DEREG mice were immunized with an inactivated influenza virus and treated with DT and anti-PD-L1 antibody (A). Weight reduction of mice infected with IV (black line), IV-infected and treated (blue line), and vaccinated, IV-challenged and treated (red line) (B). Data were pooled from 2 independent experiments with similar results. Statistically significant differences are indicated by asterisks (*** < 0.0005; non-parametric Mann-Whitney test).

Fig 8. Characterization of CD8+ T cells and CD4+ T cells from PBMCs of melanoma patients with symptoms of AiRE after checkpoint blocking therapy.

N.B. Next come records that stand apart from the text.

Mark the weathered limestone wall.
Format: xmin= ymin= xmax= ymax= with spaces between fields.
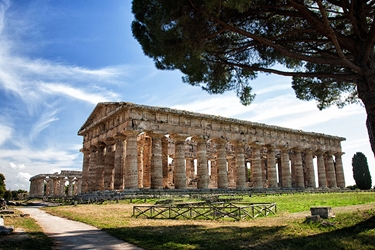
xmin=78 ymin=102 xmax=345 ymax=193
xmin=29 ymin=170 xmax=82 ymax=198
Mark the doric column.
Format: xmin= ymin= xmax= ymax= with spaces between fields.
xmin=335 ymin=152 xmax=345 ymax=188
xmin=68 ymin=177 xmax=74 ymax=197
xmin=45 ymin=177 xmax=51 ymax=196
xmin=251 ymin=144 xmax=263 ymax=188
xmin=326 ymin=152 xmax=337 ymax=188
xmin=161 ymin=136 xmax=169 ymax=188
xmin=38 ymin=177 xmax=45 ymax=197
xmin=103 ymin=138 xmax=116 ymax=190
xmin=125 ymin=131 xmax=138 ymax=189
xmin=234 ymin=141 xmax=247 ymax=188
xmin=280 ymin=148 xmax=292 ymax=188
xmin=172 ymin=135 xmax=186 ymax=189
xmin=95 ymin=142 xmax=105 ymax=190
xmin=74 ymin=176 xmax=82 ymax=195
xmin=150 ymin=133 xmax=164 ymax=189
xmin=316 ymin=151 xmax=327 ymax=188
xmin=305 ymin=150 xmax=316 ymax=188
xmin=59 ymin=176 xmax=65 ymax=197
xmin=294 ymin=148 xmax=305 ymax=188
xmin=87 ymin=146 xmax=98 ymax=192
xmin=215 ymin=139 xmax=228 ymax=188
xmin=113 ymin=134 xmax=126 ymax=190
xmin=267 ymin=147 xmax=277 ymax=188
xmin=80 ymin=148 xmax=90 ymax=193
xmin=193 ymin=136 xmax=209 ymax=189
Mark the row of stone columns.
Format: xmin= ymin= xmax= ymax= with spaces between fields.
xmin=29 ymin=175 xmax=82 ymax=197
xmin=82 ymin=131 xmax=345 ymax=192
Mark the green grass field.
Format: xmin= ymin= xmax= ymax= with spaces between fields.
xmin=47 ymin=192 xmax=375 ymax=250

Multiparameter flow cytometry was used for the analysis of CD8+ and CD4+ T cell differentiation and production of GzmA and GzmB. Representative dot plots of CD8+ T cells of a melanoma patient before combination therapy and during the therapy (A). Percentage of CD8+ T cells with the phenotype of effector-memory (EM) (CD45RO+ CCR7-) (B) or effector cells (E) (CD45RO- CCR7-) (C). Percentage of EM CD8+ produced GzmA (D) or GzmB (E); percentages of E CD8+ producing GzmA (F) or GzmB (G). Representative dot plots of CD4+ T cells of a melanoma patient before combination therapy and during the therapy (H). Percentage of CD4+ T cells with the phenotype of EM (CD45RO+ CCR7-) (I) or E (CD45RO- CCR7-) (J). Percentage of EM CD4+ T cells producing GzmA (K) or GzmB (L); percentages of E CD4+ T cells producing GzmA (M) or GzmB (N). Each dot represents data from an individual patient. Data from the same patient are connected. Statistically significant differences are indicated by asterisks (* < 0.05; paired nonparametric t-test).